Façadism cannot be treated simplistically in either positive or negative terms, and there has never been a clear heritage consensus on its practice. Some see developers as making clever and adaptive re-use of an otherwise doomed building through façadism, while to others, it is a crass marketing ploy to cash in on a historical building's appeal while retaining only its most superficial details.
Stay tuned next week for examples of façadism throughout the downtown core.
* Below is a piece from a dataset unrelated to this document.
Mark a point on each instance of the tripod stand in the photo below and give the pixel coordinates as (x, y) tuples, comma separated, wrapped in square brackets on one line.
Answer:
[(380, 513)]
It’s true that the OHA was strengthened in 2005. An application to the city to ALTER a heritage building designated under Part IV can be refused by Council without appeal to the OMB. However, if an owner is determined to do what they wish with a building, they will skip the application to ALTER and just apply for total DEMOLITON knowing that Council will refuse it and the matter can be appealed to the OMB. It’s not clear why the Province made the distinction between the two applications.
The Province gave no financial incentives to the City or the owners for heritage properties and also refuses to fund "restoration" within its funding formula for hospitals and schools (only new construction is funded.) Without incentives for owners, they cannot achieve the greater public good of preservation and will resort alternatives that meet their financial objectives. The Province's Places to Grow legislation encourages intensification which doesn't help Cities preserve buildings in their entirety, especially when defending a refusal of a intensification proposal at the OMB.
You cannot have it both ways with heritage, you either protect it with strong policies that favour the greater public good over individual property rights (like in Europe and the U.S.) or you just forget about it and let it all go. Ontario is trying to balance both interests and its not working.
Aren't facades lovely? It too aptly represents many people's idea of architecture, which concerns itself only with the appearance of the outer skin of a building.
If nothing else, facadism is an excellent metaphor for the way we treat our heritage so superficially. At least it's apt in a sort of depressing but poetic way.
Anyone interested about some of the buildings that have been demolished should read Lost Toronto by William Dendy. It's in many library branches. The photographs alone are worth the look.
There is also the facade of the entrance to the original teachers' college in the quad at Ryerson. All it does now is serve as an entrance to the athletic centre.
Just outside my building is a stone archway that was rescued from the demolition of St. Andrews United Church on Bloor St. E. Precisely why it was situated at the McGill St. alignment with Yonge St. is a mystery.
I'm looking forward to the rest of this series. I've never understood how a 100-year-old brick facade at the base of a 30-storey steel-and-glass condo tower was "preserving heritage."
Great article! There appears to be some facadism in the works at Carlton and Mutual (E of Church) to an oldish 3 story apartment building.
Don't forget the Yonge/Wellington corner of Brookfield Place (formerly known as BCE Place). It may be an 1870s streetscape, but the interior guts are thoroughly modern.